Duncan Crabtree-Ireland, the lead negotiator for SAG-AFTRA, will be a key player as the guild begins talks with the studios again on Monday.

Duncan Crabtree-Ireland, with his right fist raised, speaking at a SAG-AFTRA actors strike rally in Times Square in July.
One leading Hollywood executive described Duncan Crabtree-Ireland as a “deal maker” and a “realist.”Credit...Mike Segar/Reuters

Nicole Sperling covers the entertainment industry from Los Angeles.

Duncan Crabtree-Ireland, the executive director and chief negotiator for the actors’ union, has spent the past two decades toiling behind the scenes during contract talks. The spotlight, he knows, is for the SAG-AFTRA president, usually a well-known performer like the current office holder, Fran Drescher.

But ever since the guild went on strike on July 14 for the first time in 40 years, things have been different.

In the past three months, Mr. Crabtree-Ireland, 51, has stepped out from behind the negotiating table and made fiery speeches, walked film festival red carpets and reached out to the union’s younger members via Instagram reels. His more frequent appearances have given people ample opportunity to see the tattoos on his forearms, a visual clue to how much the professional and the personal are intertwined for him. On the right are five symbols — a record, a play button, a film reel, a megaphone and a radio antenna — representing the contracts he’s negotiated for union members in the music, film/TV, radio, commercial, video and broadcast industries. On his left arm is a coil with five loops that represent the five children he has adopted with his husband, John.
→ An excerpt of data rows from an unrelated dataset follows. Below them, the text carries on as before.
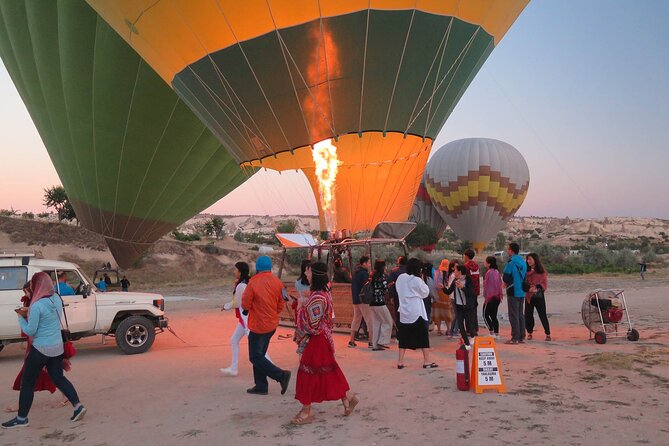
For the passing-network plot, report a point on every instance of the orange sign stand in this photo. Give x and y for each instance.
(486, 372)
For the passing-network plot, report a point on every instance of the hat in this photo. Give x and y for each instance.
(264, 263)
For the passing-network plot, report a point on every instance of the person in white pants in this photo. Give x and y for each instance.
(241, 330)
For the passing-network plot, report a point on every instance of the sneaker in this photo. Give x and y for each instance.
(228, 371)
(15, 422)
(255, 391)
(78, 413)
(284, 381)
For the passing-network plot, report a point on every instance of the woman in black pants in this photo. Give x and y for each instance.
(493, 292)
(462, 290)
(41, 321)
(537, 276)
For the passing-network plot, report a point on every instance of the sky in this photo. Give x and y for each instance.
(579, 87)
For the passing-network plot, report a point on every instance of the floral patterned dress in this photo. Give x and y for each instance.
(319, 377)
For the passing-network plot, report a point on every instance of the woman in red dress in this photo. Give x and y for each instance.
(319, 377)
(44, 381)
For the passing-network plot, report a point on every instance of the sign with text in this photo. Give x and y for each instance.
(487, 372)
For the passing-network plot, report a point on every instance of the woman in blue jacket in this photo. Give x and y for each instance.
(41, 322)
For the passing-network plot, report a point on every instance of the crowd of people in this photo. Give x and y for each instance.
(405, 302)
(408, 299)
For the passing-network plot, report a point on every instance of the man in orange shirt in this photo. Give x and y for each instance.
(263, 299)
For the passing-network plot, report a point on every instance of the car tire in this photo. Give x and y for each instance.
(135, 335)
(633, 335)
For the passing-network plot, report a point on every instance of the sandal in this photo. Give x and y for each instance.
(351, 405)
(300, 419)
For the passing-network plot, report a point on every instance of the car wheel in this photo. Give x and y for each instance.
(135, 335)
(633, 335)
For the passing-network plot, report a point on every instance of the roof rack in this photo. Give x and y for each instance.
(16, 252)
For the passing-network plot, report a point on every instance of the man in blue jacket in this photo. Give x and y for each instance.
(514, 275)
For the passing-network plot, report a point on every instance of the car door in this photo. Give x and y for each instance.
(81, 312)
(12, 279)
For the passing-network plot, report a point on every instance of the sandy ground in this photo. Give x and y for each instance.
(570, 391)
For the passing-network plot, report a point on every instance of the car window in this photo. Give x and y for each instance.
(73, 279)
(13, 278)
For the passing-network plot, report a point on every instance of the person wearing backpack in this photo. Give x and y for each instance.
(474, 273)
(383, 321)
(360, 310)
(514, 276)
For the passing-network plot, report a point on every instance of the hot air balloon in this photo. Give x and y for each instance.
(424, 211)
(133, 158)
(477, 184)
(366, 84)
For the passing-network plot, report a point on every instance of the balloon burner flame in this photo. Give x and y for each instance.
(327, 165)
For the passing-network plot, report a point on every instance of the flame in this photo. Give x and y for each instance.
(326, 163)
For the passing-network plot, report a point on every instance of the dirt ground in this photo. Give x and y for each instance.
(569, 391)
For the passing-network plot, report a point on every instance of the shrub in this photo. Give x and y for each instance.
(183, 237)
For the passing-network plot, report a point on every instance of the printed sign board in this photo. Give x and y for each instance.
(487, 373)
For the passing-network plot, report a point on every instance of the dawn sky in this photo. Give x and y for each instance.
(579, 87)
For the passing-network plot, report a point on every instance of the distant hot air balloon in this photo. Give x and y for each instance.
(477, 184)
(273, 79)
(134, 159)
(424, 211)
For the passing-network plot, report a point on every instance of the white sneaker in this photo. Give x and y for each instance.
(229, 371)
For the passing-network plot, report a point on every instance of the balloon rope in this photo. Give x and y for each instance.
(327, 69)
(399, 68)
(459, 62)
(440, 49)
(429, 99)
(434, 86)
(364, 64)
(255, 76)
(227, 88)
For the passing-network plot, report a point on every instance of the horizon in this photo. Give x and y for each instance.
(580, 89)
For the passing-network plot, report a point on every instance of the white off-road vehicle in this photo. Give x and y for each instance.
(132, 318)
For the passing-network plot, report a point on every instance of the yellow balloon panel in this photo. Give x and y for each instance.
(197, 28)
(377, 178)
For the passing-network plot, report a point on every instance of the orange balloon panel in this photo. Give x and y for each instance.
(377, 179)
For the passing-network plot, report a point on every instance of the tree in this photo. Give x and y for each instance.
(422, 235)
(215, 227)
(56, 197)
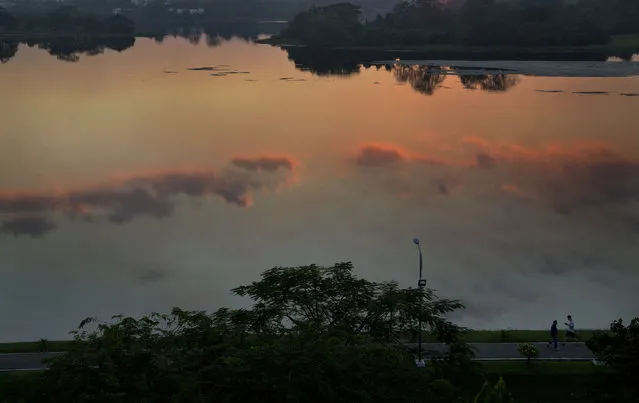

“It’s not just a job for me,” he said in an interview. “This is where I’ve spent the vast majority of my professional career, and I really care about what happens to our members.”

Now, however, Mr. Crabtree-Ireland is facing his most challenging public moment. Come Monday, when the union returns to the negotiating table with the studios in an attempt to resolve the strike that has much of Hollywood at a standstill, all eyes will be on him.

(Ted Sarandos, a co-chairman of Netflix; David Zaslav, the chief executive of Warner Bros. Discovery; Donna Langley, the chief content officer of NBCUniversal Studio Group; and Robert A. Iger, Disney’s chief executive, will also be in attendance, along with the chief negotiator for the studios, Carol Lombardini.)